Then legal – a case law from the 1980s obliging the city to provide shelter to the homeless. Finally, politics. Republican governors, notably the very radical Texan Greg Abbottwanted to strike people’s minds by “distributing the load” : they chartered hundreds of migrant buses heading to the major Democratic strongholds, Chicago, Boston and especially New York. Its mayor, Eric Adams, cries out to helplessness: “We should not find ourselves alone in the face of a crisis of national proportions. » So serious, he warned last September, that it could “destroy New York”.
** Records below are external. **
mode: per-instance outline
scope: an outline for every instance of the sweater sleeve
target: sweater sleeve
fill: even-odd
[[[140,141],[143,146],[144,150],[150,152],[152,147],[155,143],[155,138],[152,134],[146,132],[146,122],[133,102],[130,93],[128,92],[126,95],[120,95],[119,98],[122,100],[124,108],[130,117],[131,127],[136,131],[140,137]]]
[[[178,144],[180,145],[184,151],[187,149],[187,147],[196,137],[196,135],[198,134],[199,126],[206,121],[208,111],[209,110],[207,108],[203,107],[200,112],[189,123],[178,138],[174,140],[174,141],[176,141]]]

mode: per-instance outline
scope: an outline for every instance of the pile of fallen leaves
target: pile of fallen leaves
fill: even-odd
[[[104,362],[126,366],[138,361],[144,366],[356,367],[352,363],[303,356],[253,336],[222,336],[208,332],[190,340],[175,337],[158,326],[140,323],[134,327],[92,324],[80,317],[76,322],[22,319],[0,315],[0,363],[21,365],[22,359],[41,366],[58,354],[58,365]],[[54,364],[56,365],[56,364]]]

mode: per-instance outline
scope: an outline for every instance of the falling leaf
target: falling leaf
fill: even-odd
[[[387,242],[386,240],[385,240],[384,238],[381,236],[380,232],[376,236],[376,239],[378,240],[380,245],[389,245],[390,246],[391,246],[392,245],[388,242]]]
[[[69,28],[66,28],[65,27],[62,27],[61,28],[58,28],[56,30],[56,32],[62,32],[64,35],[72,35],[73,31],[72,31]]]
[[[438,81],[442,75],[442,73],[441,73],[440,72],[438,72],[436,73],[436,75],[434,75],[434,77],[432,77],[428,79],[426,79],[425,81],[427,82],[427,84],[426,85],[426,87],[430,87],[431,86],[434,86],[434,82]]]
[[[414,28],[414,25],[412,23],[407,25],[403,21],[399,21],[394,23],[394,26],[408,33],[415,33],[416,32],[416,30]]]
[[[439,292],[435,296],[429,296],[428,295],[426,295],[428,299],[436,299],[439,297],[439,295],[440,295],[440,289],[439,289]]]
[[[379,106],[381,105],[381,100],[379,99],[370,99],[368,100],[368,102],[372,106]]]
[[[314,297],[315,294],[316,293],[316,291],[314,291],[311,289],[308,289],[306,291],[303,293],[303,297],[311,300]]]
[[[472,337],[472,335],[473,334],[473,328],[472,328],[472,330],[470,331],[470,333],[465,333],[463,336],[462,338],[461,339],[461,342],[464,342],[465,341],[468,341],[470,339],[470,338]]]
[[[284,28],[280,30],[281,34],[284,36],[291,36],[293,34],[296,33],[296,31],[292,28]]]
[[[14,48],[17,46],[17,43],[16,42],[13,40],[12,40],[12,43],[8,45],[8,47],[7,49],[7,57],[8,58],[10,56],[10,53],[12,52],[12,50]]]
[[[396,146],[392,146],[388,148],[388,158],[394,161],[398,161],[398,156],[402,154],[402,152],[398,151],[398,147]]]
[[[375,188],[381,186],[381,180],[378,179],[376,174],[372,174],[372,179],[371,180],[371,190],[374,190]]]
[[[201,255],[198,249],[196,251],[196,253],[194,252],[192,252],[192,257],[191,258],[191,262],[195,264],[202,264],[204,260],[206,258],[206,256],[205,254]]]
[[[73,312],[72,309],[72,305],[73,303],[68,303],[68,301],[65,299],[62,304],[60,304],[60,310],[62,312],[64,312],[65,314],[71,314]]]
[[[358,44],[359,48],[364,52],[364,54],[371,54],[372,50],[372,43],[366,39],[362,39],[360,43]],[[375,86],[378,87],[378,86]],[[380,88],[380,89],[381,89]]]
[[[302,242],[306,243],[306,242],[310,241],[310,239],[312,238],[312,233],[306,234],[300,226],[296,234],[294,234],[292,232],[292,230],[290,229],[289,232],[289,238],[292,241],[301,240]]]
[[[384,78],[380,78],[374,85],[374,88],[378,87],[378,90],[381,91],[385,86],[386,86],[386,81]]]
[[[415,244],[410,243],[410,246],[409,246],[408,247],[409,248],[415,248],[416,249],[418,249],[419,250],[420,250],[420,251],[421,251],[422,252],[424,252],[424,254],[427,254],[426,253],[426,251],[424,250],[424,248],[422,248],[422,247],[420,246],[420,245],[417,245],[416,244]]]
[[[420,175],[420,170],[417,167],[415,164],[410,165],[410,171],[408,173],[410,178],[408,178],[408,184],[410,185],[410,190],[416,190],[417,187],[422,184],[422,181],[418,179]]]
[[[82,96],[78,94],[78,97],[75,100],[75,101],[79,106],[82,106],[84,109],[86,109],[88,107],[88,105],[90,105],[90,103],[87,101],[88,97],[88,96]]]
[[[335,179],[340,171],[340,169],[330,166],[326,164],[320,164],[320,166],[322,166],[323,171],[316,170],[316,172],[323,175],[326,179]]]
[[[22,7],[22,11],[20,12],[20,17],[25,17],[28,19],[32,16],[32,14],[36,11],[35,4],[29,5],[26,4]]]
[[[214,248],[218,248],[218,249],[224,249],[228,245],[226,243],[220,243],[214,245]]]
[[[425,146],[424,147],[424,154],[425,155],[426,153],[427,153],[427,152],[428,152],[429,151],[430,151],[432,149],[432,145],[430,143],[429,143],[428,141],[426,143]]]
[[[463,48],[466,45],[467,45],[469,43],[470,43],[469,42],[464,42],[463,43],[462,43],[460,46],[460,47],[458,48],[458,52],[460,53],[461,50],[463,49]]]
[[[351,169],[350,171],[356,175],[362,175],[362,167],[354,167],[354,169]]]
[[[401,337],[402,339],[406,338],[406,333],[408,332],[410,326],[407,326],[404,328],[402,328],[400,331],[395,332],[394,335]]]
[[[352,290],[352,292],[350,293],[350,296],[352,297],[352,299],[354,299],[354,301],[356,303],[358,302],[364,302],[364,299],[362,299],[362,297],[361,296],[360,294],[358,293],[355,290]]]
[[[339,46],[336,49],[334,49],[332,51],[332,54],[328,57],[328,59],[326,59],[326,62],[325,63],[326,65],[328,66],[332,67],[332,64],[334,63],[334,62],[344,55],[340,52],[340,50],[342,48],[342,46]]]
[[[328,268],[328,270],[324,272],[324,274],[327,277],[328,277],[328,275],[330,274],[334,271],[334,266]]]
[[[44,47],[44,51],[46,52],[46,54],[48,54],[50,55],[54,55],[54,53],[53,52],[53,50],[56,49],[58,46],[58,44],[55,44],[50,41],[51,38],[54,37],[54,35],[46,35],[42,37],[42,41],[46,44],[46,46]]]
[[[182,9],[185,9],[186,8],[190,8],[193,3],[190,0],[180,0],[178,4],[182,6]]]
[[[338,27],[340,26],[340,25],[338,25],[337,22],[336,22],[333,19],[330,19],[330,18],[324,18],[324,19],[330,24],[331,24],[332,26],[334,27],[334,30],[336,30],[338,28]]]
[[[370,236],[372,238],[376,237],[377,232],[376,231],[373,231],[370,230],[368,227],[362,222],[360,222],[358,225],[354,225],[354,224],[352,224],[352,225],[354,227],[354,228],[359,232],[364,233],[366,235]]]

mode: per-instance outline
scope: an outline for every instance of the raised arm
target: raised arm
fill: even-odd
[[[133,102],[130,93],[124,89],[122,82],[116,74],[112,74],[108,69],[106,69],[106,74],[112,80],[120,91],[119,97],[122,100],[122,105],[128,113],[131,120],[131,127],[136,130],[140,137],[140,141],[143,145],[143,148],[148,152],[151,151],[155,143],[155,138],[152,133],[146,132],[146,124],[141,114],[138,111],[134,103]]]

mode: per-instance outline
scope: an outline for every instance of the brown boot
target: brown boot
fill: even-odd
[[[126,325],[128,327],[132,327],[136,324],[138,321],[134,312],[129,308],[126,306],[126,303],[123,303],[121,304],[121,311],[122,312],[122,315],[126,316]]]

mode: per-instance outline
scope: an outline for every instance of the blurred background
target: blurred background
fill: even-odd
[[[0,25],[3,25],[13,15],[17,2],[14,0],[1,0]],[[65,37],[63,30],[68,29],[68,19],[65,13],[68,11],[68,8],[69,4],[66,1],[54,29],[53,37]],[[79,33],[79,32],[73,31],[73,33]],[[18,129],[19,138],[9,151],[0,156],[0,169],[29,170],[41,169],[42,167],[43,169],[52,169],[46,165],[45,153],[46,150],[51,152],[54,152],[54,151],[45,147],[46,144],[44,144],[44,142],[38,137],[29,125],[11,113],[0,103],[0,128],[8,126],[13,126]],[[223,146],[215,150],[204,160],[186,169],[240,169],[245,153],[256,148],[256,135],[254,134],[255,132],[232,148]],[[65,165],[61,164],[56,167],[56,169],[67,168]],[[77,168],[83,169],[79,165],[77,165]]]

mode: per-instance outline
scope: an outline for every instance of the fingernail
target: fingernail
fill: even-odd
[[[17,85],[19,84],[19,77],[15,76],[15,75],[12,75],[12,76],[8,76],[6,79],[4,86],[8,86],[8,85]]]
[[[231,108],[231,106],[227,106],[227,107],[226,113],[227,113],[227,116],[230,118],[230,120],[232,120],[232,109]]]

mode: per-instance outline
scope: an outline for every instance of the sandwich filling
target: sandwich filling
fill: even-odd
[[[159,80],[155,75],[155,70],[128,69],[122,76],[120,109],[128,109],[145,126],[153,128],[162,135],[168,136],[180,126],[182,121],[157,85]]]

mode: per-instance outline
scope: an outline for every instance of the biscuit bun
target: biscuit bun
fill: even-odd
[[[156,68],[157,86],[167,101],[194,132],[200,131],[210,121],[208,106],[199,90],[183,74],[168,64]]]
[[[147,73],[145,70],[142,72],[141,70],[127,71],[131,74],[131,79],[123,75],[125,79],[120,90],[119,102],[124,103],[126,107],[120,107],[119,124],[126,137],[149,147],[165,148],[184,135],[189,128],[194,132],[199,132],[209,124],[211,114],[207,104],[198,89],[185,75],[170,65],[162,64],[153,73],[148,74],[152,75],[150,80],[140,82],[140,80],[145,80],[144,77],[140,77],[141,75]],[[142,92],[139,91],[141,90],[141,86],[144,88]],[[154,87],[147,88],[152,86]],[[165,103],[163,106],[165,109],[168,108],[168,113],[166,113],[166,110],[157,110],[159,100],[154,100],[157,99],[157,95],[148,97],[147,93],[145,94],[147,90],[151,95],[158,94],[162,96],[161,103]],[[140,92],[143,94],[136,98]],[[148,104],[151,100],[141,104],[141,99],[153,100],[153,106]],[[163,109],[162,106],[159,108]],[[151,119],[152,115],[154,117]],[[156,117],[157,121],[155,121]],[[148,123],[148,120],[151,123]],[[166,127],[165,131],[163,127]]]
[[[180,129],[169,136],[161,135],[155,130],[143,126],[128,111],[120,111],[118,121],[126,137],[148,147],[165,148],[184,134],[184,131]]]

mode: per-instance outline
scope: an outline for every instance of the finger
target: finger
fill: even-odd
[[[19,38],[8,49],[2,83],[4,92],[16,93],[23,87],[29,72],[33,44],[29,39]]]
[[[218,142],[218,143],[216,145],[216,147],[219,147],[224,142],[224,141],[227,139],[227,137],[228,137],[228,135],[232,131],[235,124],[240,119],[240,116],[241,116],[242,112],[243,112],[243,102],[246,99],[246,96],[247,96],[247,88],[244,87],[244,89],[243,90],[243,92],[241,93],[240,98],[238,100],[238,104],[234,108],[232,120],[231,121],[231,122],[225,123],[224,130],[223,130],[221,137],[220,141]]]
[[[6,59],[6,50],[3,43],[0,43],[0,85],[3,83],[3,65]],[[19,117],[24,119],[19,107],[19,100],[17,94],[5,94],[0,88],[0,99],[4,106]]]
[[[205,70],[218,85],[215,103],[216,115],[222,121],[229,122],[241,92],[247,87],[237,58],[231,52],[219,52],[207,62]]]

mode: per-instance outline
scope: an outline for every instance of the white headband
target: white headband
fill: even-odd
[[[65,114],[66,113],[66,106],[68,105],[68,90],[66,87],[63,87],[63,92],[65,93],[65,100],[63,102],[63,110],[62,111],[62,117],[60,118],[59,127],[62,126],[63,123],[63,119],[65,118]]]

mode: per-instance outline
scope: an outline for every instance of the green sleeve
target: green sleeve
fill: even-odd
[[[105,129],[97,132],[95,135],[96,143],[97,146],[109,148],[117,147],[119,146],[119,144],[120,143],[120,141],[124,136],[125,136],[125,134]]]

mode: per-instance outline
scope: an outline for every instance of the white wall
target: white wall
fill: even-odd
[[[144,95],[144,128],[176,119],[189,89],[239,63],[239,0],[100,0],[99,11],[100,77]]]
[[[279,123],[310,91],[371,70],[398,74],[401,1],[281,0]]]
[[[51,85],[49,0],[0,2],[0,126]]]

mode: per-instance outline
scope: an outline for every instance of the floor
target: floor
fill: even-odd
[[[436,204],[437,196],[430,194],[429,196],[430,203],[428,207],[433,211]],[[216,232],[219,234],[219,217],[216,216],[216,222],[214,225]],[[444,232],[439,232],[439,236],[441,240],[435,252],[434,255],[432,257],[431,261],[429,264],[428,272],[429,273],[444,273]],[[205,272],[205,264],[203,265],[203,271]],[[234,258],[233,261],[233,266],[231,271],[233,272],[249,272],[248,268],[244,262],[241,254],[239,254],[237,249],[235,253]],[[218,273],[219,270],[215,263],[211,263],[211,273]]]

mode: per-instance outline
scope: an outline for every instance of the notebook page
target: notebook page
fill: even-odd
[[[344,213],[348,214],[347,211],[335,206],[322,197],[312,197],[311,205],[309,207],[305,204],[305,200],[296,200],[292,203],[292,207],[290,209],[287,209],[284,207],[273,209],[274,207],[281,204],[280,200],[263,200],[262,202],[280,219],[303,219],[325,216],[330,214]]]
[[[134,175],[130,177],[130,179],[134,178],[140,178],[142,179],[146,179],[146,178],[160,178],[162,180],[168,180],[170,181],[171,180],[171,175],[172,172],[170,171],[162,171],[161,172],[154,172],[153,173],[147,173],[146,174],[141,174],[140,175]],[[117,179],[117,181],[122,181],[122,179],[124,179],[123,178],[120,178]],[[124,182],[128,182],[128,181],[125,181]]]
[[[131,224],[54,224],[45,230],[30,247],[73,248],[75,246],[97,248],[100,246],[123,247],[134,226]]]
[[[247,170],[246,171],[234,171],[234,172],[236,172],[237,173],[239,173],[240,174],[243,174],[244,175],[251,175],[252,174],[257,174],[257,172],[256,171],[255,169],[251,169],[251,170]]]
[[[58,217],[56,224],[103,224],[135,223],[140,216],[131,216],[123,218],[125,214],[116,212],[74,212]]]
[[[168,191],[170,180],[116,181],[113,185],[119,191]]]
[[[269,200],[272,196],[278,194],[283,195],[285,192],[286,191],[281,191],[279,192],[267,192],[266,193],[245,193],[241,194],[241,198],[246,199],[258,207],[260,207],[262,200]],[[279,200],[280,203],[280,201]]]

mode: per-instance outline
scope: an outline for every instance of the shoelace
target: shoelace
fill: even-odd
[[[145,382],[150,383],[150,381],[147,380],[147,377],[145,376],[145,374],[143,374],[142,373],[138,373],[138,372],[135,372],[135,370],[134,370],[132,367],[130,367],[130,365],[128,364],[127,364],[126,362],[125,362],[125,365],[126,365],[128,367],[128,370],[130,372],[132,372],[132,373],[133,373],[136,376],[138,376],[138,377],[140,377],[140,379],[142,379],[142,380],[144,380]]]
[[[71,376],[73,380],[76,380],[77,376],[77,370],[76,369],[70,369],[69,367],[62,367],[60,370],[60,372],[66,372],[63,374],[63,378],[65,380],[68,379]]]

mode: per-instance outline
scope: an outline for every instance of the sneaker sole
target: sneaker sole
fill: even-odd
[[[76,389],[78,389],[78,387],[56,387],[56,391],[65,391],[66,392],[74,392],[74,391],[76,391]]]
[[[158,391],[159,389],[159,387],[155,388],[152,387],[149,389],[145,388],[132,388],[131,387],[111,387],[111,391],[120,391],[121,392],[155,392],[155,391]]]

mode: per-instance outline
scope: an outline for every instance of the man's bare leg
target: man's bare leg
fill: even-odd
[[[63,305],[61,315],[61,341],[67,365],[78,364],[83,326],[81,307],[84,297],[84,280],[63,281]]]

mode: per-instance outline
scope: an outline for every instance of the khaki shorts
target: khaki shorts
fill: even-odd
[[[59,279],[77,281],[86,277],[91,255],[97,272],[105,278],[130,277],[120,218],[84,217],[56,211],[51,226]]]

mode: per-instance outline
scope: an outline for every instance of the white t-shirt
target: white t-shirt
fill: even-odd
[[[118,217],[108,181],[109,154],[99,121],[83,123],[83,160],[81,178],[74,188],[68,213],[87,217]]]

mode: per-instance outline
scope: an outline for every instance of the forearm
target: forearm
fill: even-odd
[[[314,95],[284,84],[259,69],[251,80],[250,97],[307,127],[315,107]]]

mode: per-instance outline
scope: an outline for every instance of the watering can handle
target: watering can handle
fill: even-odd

The municipality has already spent $2 billion to open more than 200 shelters, welcome, care for, feed and house these men, women and children, distributing them in shelters, schools, gymnasiums and hotels. In Midtown, the Roosevelt and the Row are reserved for families. There are also these gigantic « tent cities » (tent cities) hastily set up to accommodate 2,000 people, such as southeast of Brooklyn, on the former Floyd Bennett Field airfield, where the skyscrapers of Manhattan loom far on the horizon.
A solidarity movement
29 February, Joe Biden and Donald Trump were campaigning in Texas, about 300 miles apart, to talk about immigration. The Republican called for “massive deportations”. The Democrat promised a much tougher law “if Congress stops blocking it and passes it.”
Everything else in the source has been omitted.